Mal ehrlich, was haben wir von Tony Blair in letzter Zeit gehört? Nichts? Dabei ist der einstige britische Premier der Chefvermittler des Westens im Nahen Osten. Aber da wir ehrlich sein wollen, müssen wir feststellen, dass er trotz vieler Reisen kaum etwas zustande gebracht hat. Das liegt ein wenig an seiner Irakkriegs-Vergangenheit, mehr aber noch an den Umständen. Frieden schaffen ist schwierig, solange der Kriegsherr George Bush noch formell im Amt ist.

Was haben wir im Westen in letzter Zeit von türkischer Außenpolitik gehört? Nichts? Das ist bedauerlich, denn wenn wir im Westen ehrlich sind, haben die Türken in diesem Jahr mehr zustande gebracht als alle europäischen und amerikanischen Vermittler zusammen. Der Nahe und Mittlere Osten trifft sich am Ende der Ära Bush am Bosporus. Wie haben die Türken das geschafft?

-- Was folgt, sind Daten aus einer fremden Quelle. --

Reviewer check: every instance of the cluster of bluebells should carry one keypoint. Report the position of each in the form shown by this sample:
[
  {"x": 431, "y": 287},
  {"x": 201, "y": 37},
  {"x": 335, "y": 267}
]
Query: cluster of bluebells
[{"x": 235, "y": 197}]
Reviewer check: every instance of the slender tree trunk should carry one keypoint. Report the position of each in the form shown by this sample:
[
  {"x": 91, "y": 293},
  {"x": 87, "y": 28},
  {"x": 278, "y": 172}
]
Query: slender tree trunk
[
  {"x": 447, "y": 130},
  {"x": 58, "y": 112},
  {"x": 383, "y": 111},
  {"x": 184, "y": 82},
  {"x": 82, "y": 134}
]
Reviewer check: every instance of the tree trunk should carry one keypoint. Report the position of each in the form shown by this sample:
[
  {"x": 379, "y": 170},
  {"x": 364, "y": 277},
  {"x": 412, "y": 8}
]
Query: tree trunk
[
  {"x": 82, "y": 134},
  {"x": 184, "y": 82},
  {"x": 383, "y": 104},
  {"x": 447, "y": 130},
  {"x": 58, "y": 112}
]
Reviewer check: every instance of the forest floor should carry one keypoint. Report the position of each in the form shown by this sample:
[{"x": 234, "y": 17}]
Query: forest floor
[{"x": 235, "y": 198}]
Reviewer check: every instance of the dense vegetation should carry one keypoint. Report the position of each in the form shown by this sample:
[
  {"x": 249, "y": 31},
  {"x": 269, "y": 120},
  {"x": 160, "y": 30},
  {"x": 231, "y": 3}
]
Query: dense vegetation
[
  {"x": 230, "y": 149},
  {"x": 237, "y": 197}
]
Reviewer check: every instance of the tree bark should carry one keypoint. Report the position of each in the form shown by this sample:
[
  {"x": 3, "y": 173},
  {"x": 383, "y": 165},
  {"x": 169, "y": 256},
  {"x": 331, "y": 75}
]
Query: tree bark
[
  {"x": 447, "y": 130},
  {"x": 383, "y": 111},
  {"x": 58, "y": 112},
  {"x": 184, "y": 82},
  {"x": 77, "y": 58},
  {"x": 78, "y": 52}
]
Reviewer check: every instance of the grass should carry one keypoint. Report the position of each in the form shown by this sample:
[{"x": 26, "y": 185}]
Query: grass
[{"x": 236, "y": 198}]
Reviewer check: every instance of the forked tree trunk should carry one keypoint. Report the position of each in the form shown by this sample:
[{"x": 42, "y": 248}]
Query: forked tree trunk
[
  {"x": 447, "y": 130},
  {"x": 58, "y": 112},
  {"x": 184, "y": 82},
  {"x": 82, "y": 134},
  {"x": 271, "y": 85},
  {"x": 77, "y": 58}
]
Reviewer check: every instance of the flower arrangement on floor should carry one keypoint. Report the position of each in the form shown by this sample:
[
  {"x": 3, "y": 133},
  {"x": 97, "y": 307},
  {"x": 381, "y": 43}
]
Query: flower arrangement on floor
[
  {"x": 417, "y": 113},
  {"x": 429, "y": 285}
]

Am vergangenen Wochenende konferierten in Istanbul der pakistanische Präsident Asif Ali Zardari und der afghanische Staatschef Hamid Karsai. Die beiden Länder haben, obwohl gleichermaßen mit den USA verbündet, keine offiziellen diplomatischen Beziehungen. Der türkische Präsident Gül hatte sie eingeladen, Premier Erdogan war bei den Gesprächen stets dabei. Thema waren die radikalislamischen Taliban, die gegen die afghanische Regierung Krieg führen und im unkontrollierten Nordwest-Pakistan ihre Rückzugshöhlen haben. Wie sind sie zu bekämpfen? Was kann Pakistan gegen die Taliban unternehmen? Muss man intensiver mit den Radikalislamisten reden? Wie kann man ihre Attraktivität im Volk unterminieren? Das waren die drängenden Fragen auf dem Tisch.

Zugleich loteten die Türken aus, ob sich Afghanistan und Pakistan einander näher bringen lassen. Eine bewährte Methode Ankaras sind Wirtschaftsprojekte, an denen beide Länder Interesse haben. Gedacht ist an Bauvorhaben, Handel, Zusammenarbeit bei Verkehr und Infrastruktur. Türkische Unternehmen stehen gern bereit, dabei zu helfen. Die Türken sind gute Geschäftsleute, die das Diplomatische mit dem Unternehmerischen zu verbinden wissen.

Ähnliche Konzepte versucht die Türkei, auch im Nahen Osten anzuschieben. Das Parlament in Ankara, vor dem schon der palästinensische Präsident Abbas und das israelische Staatsoberhaupt Peres auftraten, bereitete ein gemeinsames israelisch-palästinensisches Wirtschaftsprojekt für den Gazastreifen vor. Zugleich vermittelt die Türkei zwischen den Israelis und Syrern, um den Weg zu einer Einigung über die Golanhöhen zu ebnen. Bis zur Ausrufung von Neuwahlen in Israel vor wenigen Wochen kamen Diplomaten aus Jerusalem und Damaskus regelmäßig nach Istanbul. Sie wohnten erst in unterschiedlichen Hotels, dann nur noch in verschiedenen Zimmern eines Hotels. Direkte Gespräche mieden sie gleichwohl. Die Türken verhandelten und trugen die Botschaften hin und her.